Kommissar Moritz hatte, was seine kriminalistische Arbeit betraf, ganz feste Gewohnheiten. So war es schon ein Ritual, den möglichen Tatort eines Verbrechens selbst nach der Kriminaltechnik zu untersuchen. Auch war es für ihn normal, mit Selbstgesprächen Für und Wider eines Verbrechens abzuwägen, Theorien aufzustellen und zu verwerfen, den Täterkreis einzukreisen oder zu erweitern.

Alle Einzelheiten waren für ihn dabei wichtig. Während er die vereiste Felswand betrachtete, kam ihm wieder sein einziger ungelöster Fall in Erinnerung. Damals, vor 25 Jahren, stand er im Sommer hier. „Da war noch was!“, murmelte er. „Der tote Mann vor 25 Jahren lag weiter links und in unmittelbarer Nähe befand sich ein Gebilde, ein Bild ... Nein, kein Bild – eine Figur! Ja, eine Figur, aus diesem Sandstein gemeißelt. Das war weiter links. Die Büsche gab es damals noch nicht.“

Kommissar Moritz ging durch den Schnee, der noch keine Spuren seiner Mitarbeiter aufwies. In einer kleinen Seitenschlucht entdeckte er das Gesuchte. Es war ein sitzender Adler, mannshoch aus rotem Sandstein gehauen. „Na, du Prachtbursche!“, sprach der Kommissar. „Dich habe ich doch schon vor 25 Jahren bewundert. Dass es dich immer noch gibt?! Nicht beschädigt und nicht gealtert. Du bist der Einzige, der mir helfen könnte: Du hast möglicherweise zwei Morde gesehen!“

Kommissar Moritz klopfte dem Adler auf den Kopf. „Bist wirklich ein Prachtbursche!“

Kommissar Moritz besuchte am Nachmittag gemeinsam mit dem Assistenten die Frau, die ihren Mann vermisste. Er zeigte ihr das Bild und sie erkannte ihren Mann. Sie heulte fürchterlich, sodass der Kommissar schon Zweifel hatte, ob er sie überhaupt noch befragen konnte.

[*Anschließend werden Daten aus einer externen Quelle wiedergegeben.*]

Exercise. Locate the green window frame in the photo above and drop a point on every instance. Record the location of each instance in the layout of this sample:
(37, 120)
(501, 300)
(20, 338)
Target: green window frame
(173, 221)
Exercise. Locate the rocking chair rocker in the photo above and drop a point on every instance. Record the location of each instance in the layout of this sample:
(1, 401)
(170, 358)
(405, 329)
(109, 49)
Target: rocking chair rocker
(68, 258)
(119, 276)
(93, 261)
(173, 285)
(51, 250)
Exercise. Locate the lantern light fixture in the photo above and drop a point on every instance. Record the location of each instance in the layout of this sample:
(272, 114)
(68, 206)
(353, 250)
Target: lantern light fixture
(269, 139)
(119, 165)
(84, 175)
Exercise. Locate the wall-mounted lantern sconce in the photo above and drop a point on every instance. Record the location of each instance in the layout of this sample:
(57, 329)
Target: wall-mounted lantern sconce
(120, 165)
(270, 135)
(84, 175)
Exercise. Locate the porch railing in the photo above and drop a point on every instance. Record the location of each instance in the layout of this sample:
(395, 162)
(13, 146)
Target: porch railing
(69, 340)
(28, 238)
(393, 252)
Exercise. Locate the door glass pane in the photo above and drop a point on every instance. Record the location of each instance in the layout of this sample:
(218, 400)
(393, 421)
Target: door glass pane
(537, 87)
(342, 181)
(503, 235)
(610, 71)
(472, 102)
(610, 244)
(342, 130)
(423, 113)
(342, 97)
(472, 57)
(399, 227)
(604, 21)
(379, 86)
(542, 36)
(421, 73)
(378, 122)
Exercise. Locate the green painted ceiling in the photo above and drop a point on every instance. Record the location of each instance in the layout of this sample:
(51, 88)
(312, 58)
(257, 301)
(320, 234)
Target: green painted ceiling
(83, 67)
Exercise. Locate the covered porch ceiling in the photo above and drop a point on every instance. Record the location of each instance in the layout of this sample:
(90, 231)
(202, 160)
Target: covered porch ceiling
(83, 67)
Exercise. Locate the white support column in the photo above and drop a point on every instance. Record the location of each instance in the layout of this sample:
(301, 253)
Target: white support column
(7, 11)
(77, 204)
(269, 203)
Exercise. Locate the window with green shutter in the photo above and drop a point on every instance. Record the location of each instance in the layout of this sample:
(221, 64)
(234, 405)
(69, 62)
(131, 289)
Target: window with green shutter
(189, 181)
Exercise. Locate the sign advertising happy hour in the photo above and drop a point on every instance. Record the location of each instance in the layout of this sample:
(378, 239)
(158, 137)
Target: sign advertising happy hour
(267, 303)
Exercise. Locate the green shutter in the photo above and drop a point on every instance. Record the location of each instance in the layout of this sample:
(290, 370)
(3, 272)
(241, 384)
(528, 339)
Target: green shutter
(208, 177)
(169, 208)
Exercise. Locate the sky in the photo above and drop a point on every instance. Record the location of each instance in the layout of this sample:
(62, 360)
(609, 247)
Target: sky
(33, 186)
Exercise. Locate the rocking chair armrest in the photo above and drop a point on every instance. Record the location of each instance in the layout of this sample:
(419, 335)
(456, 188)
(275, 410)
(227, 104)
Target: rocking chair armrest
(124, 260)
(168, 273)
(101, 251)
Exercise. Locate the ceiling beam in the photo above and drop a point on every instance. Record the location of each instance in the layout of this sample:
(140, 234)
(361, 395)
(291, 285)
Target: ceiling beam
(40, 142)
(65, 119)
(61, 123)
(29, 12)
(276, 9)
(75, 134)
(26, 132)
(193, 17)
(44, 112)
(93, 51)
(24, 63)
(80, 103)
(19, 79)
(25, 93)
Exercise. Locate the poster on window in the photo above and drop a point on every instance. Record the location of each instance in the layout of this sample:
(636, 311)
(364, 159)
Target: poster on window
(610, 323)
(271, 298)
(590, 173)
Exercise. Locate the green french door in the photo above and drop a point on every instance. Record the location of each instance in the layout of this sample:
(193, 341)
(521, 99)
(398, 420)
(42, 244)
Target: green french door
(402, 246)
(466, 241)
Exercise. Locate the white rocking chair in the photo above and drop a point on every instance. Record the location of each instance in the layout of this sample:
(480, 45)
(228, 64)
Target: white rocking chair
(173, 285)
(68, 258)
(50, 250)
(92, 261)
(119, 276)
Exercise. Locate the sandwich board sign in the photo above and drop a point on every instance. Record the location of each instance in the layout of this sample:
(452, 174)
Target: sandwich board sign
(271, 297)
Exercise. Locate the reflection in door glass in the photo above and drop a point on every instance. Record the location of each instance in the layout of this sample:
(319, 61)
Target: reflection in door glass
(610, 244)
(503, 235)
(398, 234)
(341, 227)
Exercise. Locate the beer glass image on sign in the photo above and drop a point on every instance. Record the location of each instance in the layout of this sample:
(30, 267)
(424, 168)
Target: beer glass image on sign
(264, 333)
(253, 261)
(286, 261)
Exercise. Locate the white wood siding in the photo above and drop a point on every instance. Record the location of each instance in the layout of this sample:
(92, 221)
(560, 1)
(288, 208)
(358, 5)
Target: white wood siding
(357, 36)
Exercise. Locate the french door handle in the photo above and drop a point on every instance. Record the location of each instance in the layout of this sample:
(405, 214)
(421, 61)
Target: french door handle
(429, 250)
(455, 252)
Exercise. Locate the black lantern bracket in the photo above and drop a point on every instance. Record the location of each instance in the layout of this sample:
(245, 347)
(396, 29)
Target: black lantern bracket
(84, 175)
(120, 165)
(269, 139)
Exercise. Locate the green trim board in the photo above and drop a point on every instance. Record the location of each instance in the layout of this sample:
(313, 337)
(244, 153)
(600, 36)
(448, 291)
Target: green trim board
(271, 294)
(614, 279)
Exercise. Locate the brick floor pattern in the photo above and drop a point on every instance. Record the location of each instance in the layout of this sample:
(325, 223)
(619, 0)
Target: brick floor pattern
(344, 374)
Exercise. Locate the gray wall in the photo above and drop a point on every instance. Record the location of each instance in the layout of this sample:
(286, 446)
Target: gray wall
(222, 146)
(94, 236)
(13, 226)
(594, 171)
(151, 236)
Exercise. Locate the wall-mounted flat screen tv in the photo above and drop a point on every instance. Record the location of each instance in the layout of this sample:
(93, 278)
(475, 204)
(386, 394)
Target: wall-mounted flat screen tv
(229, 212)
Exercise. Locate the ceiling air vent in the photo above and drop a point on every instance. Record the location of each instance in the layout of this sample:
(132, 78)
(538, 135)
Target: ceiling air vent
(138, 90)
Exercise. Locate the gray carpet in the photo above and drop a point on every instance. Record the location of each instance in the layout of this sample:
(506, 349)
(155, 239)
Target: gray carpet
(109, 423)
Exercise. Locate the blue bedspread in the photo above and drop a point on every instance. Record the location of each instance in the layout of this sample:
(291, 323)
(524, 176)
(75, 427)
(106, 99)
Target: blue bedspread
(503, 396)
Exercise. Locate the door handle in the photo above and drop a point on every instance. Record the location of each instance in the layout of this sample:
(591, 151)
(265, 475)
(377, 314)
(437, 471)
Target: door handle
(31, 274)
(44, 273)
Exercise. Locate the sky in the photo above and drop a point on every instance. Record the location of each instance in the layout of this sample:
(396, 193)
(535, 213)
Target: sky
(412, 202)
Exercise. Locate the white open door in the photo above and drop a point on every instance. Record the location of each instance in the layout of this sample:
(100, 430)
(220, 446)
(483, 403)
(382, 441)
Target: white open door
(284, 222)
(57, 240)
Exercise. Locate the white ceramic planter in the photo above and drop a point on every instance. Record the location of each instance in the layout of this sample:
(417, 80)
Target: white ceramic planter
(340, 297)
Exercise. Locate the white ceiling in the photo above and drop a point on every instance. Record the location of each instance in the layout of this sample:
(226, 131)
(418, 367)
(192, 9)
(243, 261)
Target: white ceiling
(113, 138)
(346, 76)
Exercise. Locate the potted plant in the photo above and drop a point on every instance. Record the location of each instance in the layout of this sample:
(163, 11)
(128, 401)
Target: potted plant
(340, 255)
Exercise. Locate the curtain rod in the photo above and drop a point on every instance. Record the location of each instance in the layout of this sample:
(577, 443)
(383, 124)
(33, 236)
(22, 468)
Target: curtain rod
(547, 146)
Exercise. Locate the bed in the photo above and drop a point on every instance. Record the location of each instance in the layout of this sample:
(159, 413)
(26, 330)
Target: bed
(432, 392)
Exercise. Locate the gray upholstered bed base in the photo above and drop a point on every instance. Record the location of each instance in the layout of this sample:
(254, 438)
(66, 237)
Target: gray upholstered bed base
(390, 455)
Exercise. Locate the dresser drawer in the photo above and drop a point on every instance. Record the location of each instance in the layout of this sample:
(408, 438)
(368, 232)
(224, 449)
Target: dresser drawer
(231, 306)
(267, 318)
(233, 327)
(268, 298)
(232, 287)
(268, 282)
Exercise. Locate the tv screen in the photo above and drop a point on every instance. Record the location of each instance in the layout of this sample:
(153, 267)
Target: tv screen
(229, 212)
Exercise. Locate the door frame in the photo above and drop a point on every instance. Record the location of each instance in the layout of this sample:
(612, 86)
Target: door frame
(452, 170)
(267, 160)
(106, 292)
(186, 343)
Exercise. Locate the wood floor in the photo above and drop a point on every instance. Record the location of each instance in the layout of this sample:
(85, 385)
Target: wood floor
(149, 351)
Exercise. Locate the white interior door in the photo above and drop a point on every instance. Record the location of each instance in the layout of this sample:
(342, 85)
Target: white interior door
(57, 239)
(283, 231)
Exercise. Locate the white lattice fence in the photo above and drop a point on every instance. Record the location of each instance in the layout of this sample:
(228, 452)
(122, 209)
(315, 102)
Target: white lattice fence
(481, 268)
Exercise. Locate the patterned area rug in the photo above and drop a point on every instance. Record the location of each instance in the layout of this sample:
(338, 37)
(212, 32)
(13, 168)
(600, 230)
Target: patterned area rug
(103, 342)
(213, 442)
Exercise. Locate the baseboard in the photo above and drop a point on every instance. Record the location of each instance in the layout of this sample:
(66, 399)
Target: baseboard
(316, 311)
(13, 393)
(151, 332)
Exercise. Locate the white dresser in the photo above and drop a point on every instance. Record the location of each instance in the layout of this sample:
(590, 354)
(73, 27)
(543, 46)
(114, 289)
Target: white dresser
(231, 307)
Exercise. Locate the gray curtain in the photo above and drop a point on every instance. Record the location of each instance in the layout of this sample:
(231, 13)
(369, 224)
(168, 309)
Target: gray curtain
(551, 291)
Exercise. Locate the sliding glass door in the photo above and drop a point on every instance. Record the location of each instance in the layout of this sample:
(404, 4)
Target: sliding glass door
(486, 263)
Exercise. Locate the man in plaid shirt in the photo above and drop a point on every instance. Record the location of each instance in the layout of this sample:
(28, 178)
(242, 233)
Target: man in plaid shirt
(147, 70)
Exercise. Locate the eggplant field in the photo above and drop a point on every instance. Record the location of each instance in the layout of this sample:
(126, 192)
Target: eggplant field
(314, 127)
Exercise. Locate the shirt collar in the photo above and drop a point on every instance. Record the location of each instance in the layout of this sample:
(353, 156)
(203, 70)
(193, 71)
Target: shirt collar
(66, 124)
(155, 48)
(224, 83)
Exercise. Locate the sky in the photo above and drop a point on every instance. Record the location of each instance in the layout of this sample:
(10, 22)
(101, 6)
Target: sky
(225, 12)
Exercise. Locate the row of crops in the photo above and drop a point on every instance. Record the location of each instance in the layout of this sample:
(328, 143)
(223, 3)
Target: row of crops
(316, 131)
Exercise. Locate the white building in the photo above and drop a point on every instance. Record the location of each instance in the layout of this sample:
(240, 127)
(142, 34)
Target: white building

Zwischen ihrem Schluchzen verstand er: „Immer und immer wieder hab ich es ihm gesagt: ‚Lass das sein! Hör auf damit!’ Aber nein, er war wie besessen. Ich konnte doch aber meinen eigenen Mann nicht bei der Polizei anzeigen.“

Behutsam befragte Kommissar Moritz jetzt die Frau. „Womit sollte Ihr Mann aufhören? Wovon war er besessen?“

„Na, von der Wilddieberei!“ Und ein heftiges Schluchzen schüttelte ihren Körper. „Gehen Sie in die Scheune! Nehmen sie alles mit! Ich kann es nicht mehr sehen!“

Kommissar Moritz nickte seinem Assistenten zu. Sie gingen vom Wohnhaus zur Scheune. Dort erlebten sie eine Überraschung. Die Scheune war in drei Bereiche geteilt. Während ein Teil als Lagerplatz für Heu und andere landwirtschaftliche Produkte dienten, waren die beiden anderen Bereiche hochinteressant. So war der linke Teil als geschlossener Raum sauber mit Holzwänden verkleidet und dort glaubte man, in einem naturwissenschaftlichen Museum zu sein. Alle heimischen jagdbaren Tiere waren ausgestopft und mit Schildern versehen.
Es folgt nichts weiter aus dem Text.